In fact PCSK9 inhibitors are the only currently approved medications that can lower Lp(a) which might have further beneficial effects.

 

[egruberman]

it appears that most people are moving away from total cholesterol, LDL and HDL as the only measurements to be looked and more and more are looking at triglycerides and ApoB.

In fact PCSK9 inhibitors are the only currently approved medications that can lower Lp(a) which might have further beneficial effects.

If you took a look at my post history, you’d see me preaching about ApoB and Lp(a).

LDL can vary in size and isn’t a representation of the quantity of atherogenic particles. ApoB is a direct measurement and correlates linearly with risk.

 

[Photon]

1. Who are you? Welcome to the discourse.
2. Thanks for digging into that at that level of detail. You saved me the effort.
3. Mine was 17mg/dL last I checked. I'm taking all the things. 10mg Rosuvastatin, ezetimibe, bempedoic acid, and Repatha. No adverse effects to speak of.
4. Yes, the fact that we're having that conversation is amazing. Unfortunately, there's still a lot of myth around cholesterol and the great statin conspiracy.

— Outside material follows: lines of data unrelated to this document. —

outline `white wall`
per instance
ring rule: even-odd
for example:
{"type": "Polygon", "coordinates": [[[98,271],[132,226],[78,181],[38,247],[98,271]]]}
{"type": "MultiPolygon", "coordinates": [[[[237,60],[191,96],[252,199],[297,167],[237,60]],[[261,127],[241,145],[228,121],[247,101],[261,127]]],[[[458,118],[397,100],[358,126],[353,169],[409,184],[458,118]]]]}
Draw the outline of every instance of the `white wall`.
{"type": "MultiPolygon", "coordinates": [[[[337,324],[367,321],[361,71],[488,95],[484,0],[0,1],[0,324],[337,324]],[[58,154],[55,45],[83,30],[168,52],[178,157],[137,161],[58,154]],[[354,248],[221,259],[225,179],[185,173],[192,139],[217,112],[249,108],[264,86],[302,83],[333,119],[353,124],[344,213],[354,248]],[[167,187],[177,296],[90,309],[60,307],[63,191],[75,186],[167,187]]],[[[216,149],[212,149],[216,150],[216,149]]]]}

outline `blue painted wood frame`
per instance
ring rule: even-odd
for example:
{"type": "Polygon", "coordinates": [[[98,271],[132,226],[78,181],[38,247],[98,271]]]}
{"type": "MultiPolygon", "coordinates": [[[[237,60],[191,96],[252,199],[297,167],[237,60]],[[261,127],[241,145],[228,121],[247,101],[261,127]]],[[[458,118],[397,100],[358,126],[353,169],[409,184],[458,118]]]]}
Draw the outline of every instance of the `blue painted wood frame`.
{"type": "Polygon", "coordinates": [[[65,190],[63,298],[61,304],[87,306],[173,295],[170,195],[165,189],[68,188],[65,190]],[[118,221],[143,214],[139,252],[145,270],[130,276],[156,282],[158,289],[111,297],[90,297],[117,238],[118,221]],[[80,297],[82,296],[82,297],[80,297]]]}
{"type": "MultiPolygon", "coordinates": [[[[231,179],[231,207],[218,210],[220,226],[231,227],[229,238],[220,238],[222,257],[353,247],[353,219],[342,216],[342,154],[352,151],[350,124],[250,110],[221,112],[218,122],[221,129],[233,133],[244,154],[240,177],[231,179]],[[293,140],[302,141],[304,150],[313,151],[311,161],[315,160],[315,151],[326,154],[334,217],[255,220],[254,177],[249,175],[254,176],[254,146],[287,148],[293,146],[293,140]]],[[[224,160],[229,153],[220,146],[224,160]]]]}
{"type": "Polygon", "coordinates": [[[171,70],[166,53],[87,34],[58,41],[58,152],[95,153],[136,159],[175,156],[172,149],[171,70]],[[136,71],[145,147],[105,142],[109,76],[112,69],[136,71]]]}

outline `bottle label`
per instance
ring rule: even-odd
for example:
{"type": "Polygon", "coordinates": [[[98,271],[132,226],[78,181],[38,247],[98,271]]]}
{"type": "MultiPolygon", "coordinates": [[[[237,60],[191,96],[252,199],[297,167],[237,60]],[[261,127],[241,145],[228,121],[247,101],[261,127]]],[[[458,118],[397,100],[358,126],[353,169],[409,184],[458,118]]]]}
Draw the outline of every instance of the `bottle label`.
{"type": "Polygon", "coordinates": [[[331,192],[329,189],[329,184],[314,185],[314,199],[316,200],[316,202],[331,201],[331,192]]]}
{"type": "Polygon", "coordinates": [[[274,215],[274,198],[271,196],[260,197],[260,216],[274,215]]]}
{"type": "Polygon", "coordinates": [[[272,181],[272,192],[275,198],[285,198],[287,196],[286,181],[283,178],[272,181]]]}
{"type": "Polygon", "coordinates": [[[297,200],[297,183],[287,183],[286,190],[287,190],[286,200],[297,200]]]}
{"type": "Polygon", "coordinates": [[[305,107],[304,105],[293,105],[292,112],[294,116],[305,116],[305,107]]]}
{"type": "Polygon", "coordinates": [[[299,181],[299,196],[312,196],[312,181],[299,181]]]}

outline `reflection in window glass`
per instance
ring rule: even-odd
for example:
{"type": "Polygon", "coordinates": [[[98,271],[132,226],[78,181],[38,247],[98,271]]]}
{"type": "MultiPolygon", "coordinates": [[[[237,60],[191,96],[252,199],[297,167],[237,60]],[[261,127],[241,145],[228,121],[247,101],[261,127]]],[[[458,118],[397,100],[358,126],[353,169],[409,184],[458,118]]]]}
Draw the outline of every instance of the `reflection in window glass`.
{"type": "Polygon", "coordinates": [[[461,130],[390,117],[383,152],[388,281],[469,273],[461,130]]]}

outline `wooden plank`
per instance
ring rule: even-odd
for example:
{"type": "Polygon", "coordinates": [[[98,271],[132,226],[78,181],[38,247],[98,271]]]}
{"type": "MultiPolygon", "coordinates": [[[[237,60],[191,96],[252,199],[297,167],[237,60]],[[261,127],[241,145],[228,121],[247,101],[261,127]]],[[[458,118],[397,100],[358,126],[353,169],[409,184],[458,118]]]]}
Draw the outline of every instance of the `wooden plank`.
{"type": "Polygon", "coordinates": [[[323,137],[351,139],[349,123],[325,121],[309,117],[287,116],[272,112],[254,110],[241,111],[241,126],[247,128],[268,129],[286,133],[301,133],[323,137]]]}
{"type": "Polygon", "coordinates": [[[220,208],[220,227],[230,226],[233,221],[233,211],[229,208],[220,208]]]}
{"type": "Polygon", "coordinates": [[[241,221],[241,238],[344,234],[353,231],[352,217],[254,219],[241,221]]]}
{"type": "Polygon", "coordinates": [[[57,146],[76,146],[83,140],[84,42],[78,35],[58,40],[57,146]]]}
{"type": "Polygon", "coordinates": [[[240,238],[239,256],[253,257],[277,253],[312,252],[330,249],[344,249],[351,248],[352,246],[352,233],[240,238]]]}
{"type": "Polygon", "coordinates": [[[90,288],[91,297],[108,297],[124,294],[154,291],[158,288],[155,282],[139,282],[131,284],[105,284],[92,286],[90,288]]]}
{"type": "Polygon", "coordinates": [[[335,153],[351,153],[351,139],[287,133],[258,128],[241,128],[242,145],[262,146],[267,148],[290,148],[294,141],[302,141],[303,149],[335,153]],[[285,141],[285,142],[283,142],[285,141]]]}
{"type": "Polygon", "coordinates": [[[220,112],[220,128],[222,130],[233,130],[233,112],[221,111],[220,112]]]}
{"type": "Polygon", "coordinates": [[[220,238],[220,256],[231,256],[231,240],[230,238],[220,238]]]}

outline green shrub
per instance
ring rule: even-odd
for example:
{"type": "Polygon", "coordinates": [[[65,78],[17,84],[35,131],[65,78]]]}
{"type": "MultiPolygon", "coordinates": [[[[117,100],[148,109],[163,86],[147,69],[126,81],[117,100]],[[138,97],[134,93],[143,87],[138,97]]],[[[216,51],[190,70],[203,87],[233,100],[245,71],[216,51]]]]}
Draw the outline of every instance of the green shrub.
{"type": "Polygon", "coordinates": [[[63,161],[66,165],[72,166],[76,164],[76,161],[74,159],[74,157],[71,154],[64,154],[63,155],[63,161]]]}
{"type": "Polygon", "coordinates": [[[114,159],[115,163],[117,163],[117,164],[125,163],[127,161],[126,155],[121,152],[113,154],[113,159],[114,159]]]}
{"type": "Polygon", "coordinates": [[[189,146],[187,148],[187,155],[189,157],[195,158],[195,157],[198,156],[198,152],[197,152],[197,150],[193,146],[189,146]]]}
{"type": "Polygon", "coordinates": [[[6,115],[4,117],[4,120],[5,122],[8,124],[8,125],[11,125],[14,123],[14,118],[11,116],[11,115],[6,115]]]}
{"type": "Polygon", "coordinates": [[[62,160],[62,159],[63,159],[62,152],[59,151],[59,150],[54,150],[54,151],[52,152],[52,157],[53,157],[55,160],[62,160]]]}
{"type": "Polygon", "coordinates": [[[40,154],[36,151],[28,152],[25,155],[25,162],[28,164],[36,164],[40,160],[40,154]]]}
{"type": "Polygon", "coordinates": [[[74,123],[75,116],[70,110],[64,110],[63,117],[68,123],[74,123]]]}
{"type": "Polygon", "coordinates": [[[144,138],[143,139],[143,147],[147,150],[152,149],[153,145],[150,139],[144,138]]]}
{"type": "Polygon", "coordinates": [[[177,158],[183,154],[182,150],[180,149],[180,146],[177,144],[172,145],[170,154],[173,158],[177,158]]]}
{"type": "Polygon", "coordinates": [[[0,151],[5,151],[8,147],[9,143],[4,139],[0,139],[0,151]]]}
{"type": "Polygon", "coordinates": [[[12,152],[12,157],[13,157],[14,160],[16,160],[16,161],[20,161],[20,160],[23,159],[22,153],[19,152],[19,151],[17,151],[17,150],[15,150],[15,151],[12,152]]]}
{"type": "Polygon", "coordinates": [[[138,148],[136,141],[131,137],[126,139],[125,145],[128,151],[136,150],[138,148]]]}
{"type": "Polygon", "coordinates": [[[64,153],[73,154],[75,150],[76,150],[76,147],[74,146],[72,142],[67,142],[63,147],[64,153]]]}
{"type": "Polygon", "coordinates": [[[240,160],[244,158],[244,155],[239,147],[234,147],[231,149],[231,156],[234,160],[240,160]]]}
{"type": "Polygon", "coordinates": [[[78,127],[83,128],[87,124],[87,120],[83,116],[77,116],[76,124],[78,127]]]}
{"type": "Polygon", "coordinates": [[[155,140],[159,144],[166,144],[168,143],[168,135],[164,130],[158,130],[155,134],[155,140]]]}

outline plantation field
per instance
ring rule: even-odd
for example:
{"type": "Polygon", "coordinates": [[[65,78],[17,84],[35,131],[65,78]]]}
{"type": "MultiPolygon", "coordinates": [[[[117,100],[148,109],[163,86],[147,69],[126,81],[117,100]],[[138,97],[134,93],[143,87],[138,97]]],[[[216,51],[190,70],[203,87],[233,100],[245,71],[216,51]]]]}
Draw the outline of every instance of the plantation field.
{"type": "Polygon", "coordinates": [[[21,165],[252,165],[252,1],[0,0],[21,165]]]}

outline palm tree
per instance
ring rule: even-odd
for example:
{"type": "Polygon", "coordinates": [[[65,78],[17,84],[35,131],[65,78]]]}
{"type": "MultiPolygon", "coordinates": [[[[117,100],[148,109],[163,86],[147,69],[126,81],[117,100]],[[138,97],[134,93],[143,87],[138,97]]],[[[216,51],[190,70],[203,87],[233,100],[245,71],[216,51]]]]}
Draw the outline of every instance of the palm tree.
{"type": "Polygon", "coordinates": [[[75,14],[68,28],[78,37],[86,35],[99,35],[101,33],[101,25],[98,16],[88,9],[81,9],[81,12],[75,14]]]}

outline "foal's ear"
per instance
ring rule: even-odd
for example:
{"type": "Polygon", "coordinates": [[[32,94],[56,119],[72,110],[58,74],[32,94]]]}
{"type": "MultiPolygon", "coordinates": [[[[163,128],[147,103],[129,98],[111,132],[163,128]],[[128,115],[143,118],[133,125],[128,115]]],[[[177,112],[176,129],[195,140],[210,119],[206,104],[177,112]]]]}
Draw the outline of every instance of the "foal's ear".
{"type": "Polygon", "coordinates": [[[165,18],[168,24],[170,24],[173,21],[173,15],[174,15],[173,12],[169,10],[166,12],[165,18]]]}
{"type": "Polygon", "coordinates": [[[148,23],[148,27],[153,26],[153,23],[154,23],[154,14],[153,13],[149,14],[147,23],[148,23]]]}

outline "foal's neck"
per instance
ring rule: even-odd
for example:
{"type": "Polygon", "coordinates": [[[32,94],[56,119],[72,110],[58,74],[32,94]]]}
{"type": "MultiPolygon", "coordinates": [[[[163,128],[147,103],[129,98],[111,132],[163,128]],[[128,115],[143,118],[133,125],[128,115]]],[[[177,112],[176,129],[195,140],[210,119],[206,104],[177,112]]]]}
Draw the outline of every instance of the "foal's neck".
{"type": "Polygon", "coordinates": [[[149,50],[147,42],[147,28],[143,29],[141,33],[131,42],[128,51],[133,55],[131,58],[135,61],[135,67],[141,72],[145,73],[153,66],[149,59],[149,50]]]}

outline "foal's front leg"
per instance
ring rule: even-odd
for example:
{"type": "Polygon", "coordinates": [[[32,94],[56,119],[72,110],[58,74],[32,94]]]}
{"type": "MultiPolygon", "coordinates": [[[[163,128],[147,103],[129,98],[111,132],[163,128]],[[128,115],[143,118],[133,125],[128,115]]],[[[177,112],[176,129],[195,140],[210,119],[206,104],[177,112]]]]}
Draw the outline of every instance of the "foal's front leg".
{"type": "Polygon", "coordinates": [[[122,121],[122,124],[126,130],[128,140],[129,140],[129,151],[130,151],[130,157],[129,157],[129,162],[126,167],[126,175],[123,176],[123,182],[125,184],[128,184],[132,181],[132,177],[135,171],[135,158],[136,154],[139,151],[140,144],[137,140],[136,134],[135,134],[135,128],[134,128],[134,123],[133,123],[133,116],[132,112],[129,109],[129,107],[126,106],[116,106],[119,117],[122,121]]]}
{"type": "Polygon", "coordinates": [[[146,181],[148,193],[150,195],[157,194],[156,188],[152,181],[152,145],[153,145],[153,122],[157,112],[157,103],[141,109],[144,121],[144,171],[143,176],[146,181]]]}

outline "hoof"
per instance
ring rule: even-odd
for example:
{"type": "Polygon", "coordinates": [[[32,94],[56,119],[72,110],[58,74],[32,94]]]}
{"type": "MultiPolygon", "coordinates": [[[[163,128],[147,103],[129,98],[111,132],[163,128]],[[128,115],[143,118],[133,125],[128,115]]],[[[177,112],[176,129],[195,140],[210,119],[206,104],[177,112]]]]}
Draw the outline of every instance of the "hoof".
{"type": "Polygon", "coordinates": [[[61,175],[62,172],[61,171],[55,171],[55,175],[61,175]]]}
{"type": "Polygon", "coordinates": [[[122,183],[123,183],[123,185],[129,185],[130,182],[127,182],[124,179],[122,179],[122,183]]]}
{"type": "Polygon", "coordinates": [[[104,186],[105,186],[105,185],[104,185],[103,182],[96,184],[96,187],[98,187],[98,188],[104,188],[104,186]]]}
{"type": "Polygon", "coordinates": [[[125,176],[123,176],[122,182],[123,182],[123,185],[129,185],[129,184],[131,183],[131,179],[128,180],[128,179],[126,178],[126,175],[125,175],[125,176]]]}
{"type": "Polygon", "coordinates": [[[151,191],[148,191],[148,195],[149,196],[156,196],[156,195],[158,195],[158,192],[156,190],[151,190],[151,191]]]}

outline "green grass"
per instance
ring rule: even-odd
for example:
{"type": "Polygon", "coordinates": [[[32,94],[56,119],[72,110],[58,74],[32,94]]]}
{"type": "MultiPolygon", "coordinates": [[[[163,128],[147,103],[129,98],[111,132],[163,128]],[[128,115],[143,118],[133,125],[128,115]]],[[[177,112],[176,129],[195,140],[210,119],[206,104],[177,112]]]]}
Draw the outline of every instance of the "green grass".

Finally, there's a little bit of data around folks with abetalipoproteinemia. It's not very meaningful and suggests potential vitamin deficiencies at levels below 25mg/dL. There's the potential impact on hormones as well, which we all typically mitigate with exogenous testosterone.

What are your trigs at? I'm more concerned about crashing that than crashing my LDL.

I'm at single digit LDL with repatha + rosu. Interestingly my trigs have remained around 20 with or without repatha.

 

[egruberman]

What are your trigs at? I'm more concerned about crashing that than crashing my LDL.

46mg/dL

 

[dick_starbuck]

I'm just a chill guy who likes to read about biology in his freetime

I think at some point where you achieve an LDL of >30mg/dl the focus should move to other parts of your lipid profile. In fact from my cursory glance at the research it appears that most people are moving away from total cholesterol, LDL and HDL as the only measurements to be looked and more and more are looking at triglycerides and ApoB.

In fact PCSK9 inhibitors are the only currently approved medications that can lower Lp(a) which might have further beneficial effects.

I have watched some interesting content on Lp(a) and baby asprin supplementation.

From anecdotal experience berberine hcl 1000mg daily reduces my sky high Lp(a) to a borderline high number.